To determine the percent ionization of lithium fluoride (LiF) when 1.5 grams are dissolved, we first need to calculate the concentration of LiF in the solution.
Step 1: Calculate the molar mass of LiF
The molar mass of lithium (Li) is approximately 6.94 g/mol, and the molar mass of fluorine (F) is approximately 19.00 g/mol.
Molar mass of LiF = (1 * 6.94) + (1 * 19.00) = 6.94 + 19.00 = 25.94 g/mol
Step 2: Convert grams of LiF to moles
We can use the molar mass to convert grams of LiF to moles.
moles of LiF = mass of LiF / molar mass of LiF
moles of LiF = 1.5 g / 25.94 g/mol
Step 3: Calculate the concentration of LiF
The concentration of LiF in a solution is given by the formula:
concentration = moles / volume
To find the concentration, we need to know the volume of the solution. Let's assume that the volume is 1 liter (1000 mL) for simplicity.

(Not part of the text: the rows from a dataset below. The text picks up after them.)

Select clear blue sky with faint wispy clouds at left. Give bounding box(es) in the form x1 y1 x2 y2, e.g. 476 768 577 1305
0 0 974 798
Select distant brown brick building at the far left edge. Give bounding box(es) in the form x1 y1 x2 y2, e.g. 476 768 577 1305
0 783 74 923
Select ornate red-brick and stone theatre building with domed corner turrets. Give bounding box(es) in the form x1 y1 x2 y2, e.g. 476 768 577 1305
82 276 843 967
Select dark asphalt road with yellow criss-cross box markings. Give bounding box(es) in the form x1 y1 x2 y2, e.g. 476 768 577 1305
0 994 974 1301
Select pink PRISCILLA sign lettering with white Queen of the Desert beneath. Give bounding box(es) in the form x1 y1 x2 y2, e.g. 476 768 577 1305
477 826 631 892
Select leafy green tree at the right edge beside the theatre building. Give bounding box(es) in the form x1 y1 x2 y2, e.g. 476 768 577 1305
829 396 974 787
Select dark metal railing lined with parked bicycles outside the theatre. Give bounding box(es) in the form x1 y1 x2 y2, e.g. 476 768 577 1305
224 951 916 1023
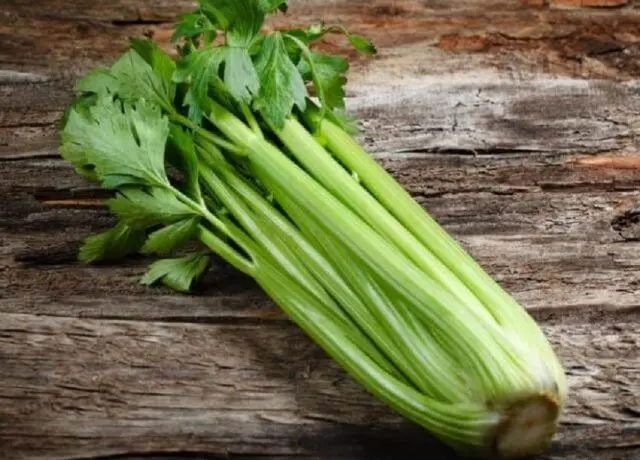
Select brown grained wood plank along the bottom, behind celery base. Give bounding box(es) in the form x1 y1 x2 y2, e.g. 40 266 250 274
0 312 640 460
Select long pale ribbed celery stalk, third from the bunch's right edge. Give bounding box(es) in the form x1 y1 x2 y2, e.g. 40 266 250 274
204 102 537 398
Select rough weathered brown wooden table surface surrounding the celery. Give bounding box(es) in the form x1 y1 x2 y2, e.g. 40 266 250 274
0 0 640 460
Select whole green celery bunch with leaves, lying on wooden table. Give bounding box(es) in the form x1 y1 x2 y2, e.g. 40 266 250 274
61 0 567 458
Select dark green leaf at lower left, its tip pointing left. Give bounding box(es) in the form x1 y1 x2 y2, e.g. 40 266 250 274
78 222 146 263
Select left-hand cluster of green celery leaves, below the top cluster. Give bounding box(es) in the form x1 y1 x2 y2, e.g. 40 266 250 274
61 94 209 291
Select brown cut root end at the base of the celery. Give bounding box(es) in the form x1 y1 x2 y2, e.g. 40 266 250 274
494 393 560 459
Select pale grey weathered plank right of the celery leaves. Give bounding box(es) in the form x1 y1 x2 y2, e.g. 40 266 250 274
350 73 640 153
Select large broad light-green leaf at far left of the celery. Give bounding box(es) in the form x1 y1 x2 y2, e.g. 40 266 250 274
61 97 169 185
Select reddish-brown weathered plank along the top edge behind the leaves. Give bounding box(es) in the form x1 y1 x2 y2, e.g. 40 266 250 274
0 0 640 78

concentration = (moles of LiF) / (volume of solution in liters)
concentration = (1.5 g / 25.94 g/mol) / 1 L
Step 4: Calculate the ionization of LiF
Now we can calculate the ionization of LiF using its solubility product constant (Ksp).
Ksp = [Li+][F-]
Since LiF dissociates into one Li+ ion and one F- ion:
[L] = [F] = x (assuming they have the same concentration)
Using the concentration calculated in step 3, substitute these values into the Ksp expression:
Ksp = x * x = x^2
Step 5: Solve for x
Now we can solve for x, which represents the concentration of Li+ ions and F- ions in the solution:
x = sqrt(Ksp)
x = sqrt(1.84 x 10^-3)
Step 6: Calculate percent ionization
Finally, we can calculate the percent ionization by comparing the concentration of the ions (x) to the initial concentration (concentration of LiF) and multiplying by 100:
percent ionization = (x / concentration of LiF) * 100
Substitute the values into the formula:
percent ionization = (sqrt(1.84 x 10^-3) / (1.5 g / 25.94 g/mol)) * 100
Calculate the value to find the percent ionization.